Turkey's answer to economic hitmen


Recently, the International Monetary Fund (IMF) delegation issued its ordinary revision report on Turkey, which was followed by Moody's downgrade of Turkey's sovereign rating. I should note that the IMF report and the reasons for Moody's downgrade coincide, and that the former pioneers the latter.

Undoubtedly, ratings and assessments by organizations like Moody's should be overlooked now, which is what the markets have been doing for a while. However, we have seen this week that these economic hitmen who work on the Turkish economy have continued their operations particularly on exchange rates through some unfounded news.

With Afrin about to fall, we knew that they would publish such reports, downgrade Turkey's sovereign rating out of the blue and spread some baseless rumors in the market to unnecessarily push up exchange rates.

The steps taken by those who want to create a negative atmosphere in the Turkish market are part of the current economic war.

They still make plans considering that the Achilles' heel of the Turkish public and economic bureaucracy is the rapid rise of exchange rates, especially the dollar, and the devaluation of the Turkish lira. As a legacy of the old closed economy and the fixed exchange rate regime practices, the concern about devaluation has become a national problem.

Of course, we have a history of economics to justify this concern: All the devaluations implemented as required by IMF prescriptions, including those that happened during the most recent crises of 1994 and 2001, were recognized as the official registration of crisis by the state among the public. And as a result of high devaluations, the Turkish economy gave into global loan sharks like the IMF.

In this sense, the upward move of exchange rates has always been the soft spot of economic bureaucracy as well. In the past, all the institutions, from the central bank to relevant banks, resorted to hiking interest rates and reducing growth by further tightening monetary and fiscal policies to handle rising exchange rates.

Apparently, they think that they can do this now as well and that "ignorant exchange rate fuss" is still in place in the bureaucracy. If you look carefully, you see manipulative moves in exchange rates not only in these sensitive times, but also before the central bank's Monetary Policy Committee meetings. Then we need to say the following thing to those who make these plans:

Now, the "old" Turkey is over. Both the dynamics of the pre-2001 crisis period and the Kemal Derviş program that was imposed on Turkey in the post-2001 crisis period have been water under the bridge. Turkey is implementing a floating exchange rate regime. Accordingly, it is also highlighting an export-oriented industrial growth by following global competition in an inclusive way.

In this framework, exchange rate fluctuations are common (by the very nature of a floating exchange rate regime) and they support exports and global competition in the medium term, automatically control speculative short-term capital inflows and outflows within the framework of the market mechanism, and gain stability in an optimum range.
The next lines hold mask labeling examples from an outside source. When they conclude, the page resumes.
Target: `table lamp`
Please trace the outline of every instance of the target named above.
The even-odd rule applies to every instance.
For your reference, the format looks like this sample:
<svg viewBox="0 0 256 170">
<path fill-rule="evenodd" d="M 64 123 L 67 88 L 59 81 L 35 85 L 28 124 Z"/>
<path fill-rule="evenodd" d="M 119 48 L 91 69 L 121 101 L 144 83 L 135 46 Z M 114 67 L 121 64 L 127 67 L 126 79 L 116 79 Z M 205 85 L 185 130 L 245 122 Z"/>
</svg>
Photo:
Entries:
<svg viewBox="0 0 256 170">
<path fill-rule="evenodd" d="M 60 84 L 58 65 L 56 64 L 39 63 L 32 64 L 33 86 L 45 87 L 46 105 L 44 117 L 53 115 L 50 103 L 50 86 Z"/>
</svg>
Here, for instance, an overvalued domestic currency is a disadvantage for competition in global trade and may create a dangerous hot money stock, which is a great risk for economic security - which is a ticking time bomb in the heart of the economy. And it is never the domestic economy players and the economy bureaucracy that set the time of this bomb.
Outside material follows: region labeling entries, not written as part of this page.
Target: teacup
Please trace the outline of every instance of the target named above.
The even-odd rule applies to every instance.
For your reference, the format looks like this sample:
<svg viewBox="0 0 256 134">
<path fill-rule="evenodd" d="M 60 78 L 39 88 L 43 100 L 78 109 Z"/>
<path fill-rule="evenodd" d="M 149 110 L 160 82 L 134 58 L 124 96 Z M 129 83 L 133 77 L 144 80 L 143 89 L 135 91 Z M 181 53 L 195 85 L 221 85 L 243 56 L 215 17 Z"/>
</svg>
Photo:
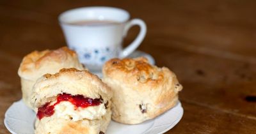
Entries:
<svg viewBox="0 0 256 134">
<path fill-rule="evenodd" d="M 129 13 L 122 9 L 93 6 L 65 11 L 59 21 L 68 46 L 76 51 L 80 62 L 91 71 L 99 71 L 105 61 L 127 57 L 143 40 L 146 24 L 141 19 L 129 18 Z M 136 25 L 140 27 L 138 36 L 123 49 L 123 38 Z"/>
</svg>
The first step should be to implement production-oriented measures that will meet foreign exchange and Turkish lira requirements of the economy without panicking in the face of rising exchange rates. If we panic in the face of such obsolete operations and tighten policies unnecessarily, that is, if we stop pedaling, then we will be dragging the economy into a crisis, as it was in the past. Then, we will continue to promote inclusive, competitive, export-oriented and industry-based growth that goes beyond the Medium-Term Program (MTP), and also keep Turkey's 2018 growth around the 2017 levels.

As the Organization for Economic Cooperation and Development (OECD) has put in its report this week, Turkey will grow above 5 percent for three years in a row, including 2017. In a sense, the OECD has reaffirmed "official" growth figures in Turkey's MTP.
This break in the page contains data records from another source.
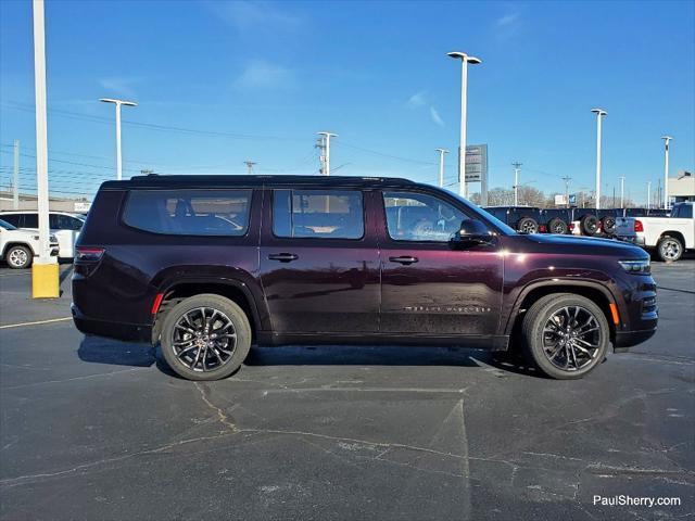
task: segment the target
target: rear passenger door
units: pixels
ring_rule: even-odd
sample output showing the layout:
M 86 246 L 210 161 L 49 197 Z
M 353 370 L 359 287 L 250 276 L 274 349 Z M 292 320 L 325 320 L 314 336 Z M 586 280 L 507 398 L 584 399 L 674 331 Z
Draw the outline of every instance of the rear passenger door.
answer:
M 379 254 L 370 192 L 274 188 L 264 195 L 261 279 L 275 333 L 379 329 Z

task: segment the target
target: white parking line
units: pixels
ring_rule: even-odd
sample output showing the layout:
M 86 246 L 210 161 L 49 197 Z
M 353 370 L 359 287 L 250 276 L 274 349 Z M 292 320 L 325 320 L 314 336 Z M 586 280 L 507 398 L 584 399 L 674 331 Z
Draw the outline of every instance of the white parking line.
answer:
M 64 318 L 51 318 L 49 320 L 37 320 L 36 322 L 8 323 L 7 326 L 0 326 L 0 329 L 21 328 L 23 326 L 39 326 L 41 323 L 64 322 L 65 320 L 72 320 L 72 319 L 73 317 L 64 317 Z

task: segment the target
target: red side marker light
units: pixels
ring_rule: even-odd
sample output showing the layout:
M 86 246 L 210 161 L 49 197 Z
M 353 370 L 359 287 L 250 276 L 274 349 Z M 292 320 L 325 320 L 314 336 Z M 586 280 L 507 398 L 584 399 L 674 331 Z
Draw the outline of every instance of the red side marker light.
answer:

Here, we aim to institutionalize an inclusive and sustainable growth and development path that will further push up Turkey's growth in this process. At the same time, this will be the most fundamental answer to any economic operation. If Turkey leaves aside the failed neoliberal fallacies in the strictest sense, it will not encounter problems with the chronic current account deficit and inflation while growing fast.

Inflation and the current account deficit are the problems that "certain segments" voice most often when they act as economic hitmen. Today, Turkey's inflation and current account deficit are the issues we need to dwell upon. And, these are only the result of distorted and uncontrolled market operations in areas that push up inflation, such as high production costs, uncompetitive market structure and food.

Therefore, trying to solve these problems by lowering growth and pushing interest rates even higher is a trap that makes these problems structural. If Turkey crowns production and export-oriented growth with a new development story, it will quickly achieve a non-energy balance and beyond in the foreign trade deficit.

We should quickly introduce a comprehensive reform program that will support intermediate goods production in the industry and prevent unnecessary imports in this area. On the other hand, with a perspective that supports comprehensive growth, we will maintain incentives provided for small-and-medium-sized enterprises (SMEs), tradesmen and agriculturists especially within the framework of the Credit Guarantee Fund (CGF) in 2018.